Are there downsides or risks to using aromatherapy?
Essential oils cause reactions in the body and can have adverse effects when combined with certain medications, Schiff says. They can also produce mild side effects including nausea, headaches, sun sensitivity, and some allergic reactions.
“The concentration of the product can actually be poisonous if not diluted correctly,” Schiff explains. “Some oils also produce toxins.”
While essential oils can provide many benefits, experts maintain that it’s important to follow instructions carefully before adding them to your sleep routine. Schiff advises speaking with a trained aromatherapist, nurse, doctor, or pharmacist before using an oil for healing purposes.

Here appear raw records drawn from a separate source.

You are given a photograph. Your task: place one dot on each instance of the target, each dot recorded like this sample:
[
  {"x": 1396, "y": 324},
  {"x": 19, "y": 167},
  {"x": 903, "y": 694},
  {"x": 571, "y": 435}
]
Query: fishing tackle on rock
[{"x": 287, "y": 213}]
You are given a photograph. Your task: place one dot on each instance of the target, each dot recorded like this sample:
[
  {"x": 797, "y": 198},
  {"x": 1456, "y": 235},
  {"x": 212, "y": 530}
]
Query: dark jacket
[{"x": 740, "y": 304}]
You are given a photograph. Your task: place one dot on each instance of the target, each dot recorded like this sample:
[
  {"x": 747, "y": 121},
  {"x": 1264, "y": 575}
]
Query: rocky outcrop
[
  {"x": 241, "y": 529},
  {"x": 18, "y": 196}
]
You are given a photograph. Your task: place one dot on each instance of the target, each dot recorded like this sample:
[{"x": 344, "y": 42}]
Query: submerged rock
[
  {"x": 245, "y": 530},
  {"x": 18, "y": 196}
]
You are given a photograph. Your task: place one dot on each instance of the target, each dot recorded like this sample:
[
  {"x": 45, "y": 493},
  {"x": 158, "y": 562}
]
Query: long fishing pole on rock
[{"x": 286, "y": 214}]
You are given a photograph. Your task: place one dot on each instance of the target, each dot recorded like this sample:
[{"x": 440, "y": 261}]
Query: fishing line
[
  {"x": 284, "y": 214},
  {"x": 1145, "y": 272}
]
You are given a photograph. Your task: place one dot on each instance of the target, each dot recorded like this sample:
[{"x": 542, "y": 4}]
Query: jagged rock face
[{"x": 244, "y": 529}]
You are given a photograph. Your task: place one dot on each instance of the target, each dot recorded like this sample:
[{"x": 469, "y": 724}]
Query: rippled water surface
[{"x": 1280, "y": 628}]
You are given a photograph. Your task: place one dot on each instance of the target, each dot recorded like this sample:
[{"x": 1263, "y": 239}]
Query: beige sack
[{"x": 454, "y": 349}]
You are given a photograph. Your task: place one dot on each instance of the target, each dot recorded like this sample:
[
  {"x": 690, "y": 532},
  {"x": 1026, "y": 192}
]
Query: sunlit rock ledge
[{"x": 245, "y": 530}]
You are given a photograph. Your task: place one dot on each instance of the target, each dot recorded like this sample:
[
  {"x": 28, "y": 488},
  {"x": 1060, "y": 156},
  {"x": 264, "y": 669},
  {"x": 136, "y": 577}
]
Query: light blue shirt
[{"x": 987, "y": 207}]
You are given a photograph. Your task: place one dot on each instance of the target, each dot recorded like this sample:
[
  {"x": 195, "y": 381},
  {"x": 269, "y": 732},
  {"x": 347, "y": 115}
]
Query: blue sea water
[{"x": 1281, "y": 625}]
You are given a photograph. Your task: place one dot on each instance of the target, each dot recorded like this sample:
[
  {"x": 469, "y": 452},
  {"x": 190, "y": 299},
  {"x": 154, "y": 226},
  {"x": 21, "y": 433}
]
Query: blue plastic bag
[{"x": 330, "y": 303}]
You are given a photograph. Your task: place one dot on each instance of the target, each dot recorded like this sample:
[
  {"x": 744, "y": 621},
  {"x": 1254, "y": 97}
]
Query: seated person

While strong essential oils may not be for everyone, you may still be able to enjoy lighter forms of aromatherapy through a hot cup of tea or candles. Strong and familiar scents like lavender and bergamot could be just the scent you need to induce relaxation before bedtime.
And if diffusers and steam baths perfuming the room aren’t quite your style, there is always the DIY linen spray. Customize your own cozy scent, spritz it on your bedding, and lay your head right into a light cloud of comfort. Now that’s the way to dreamland.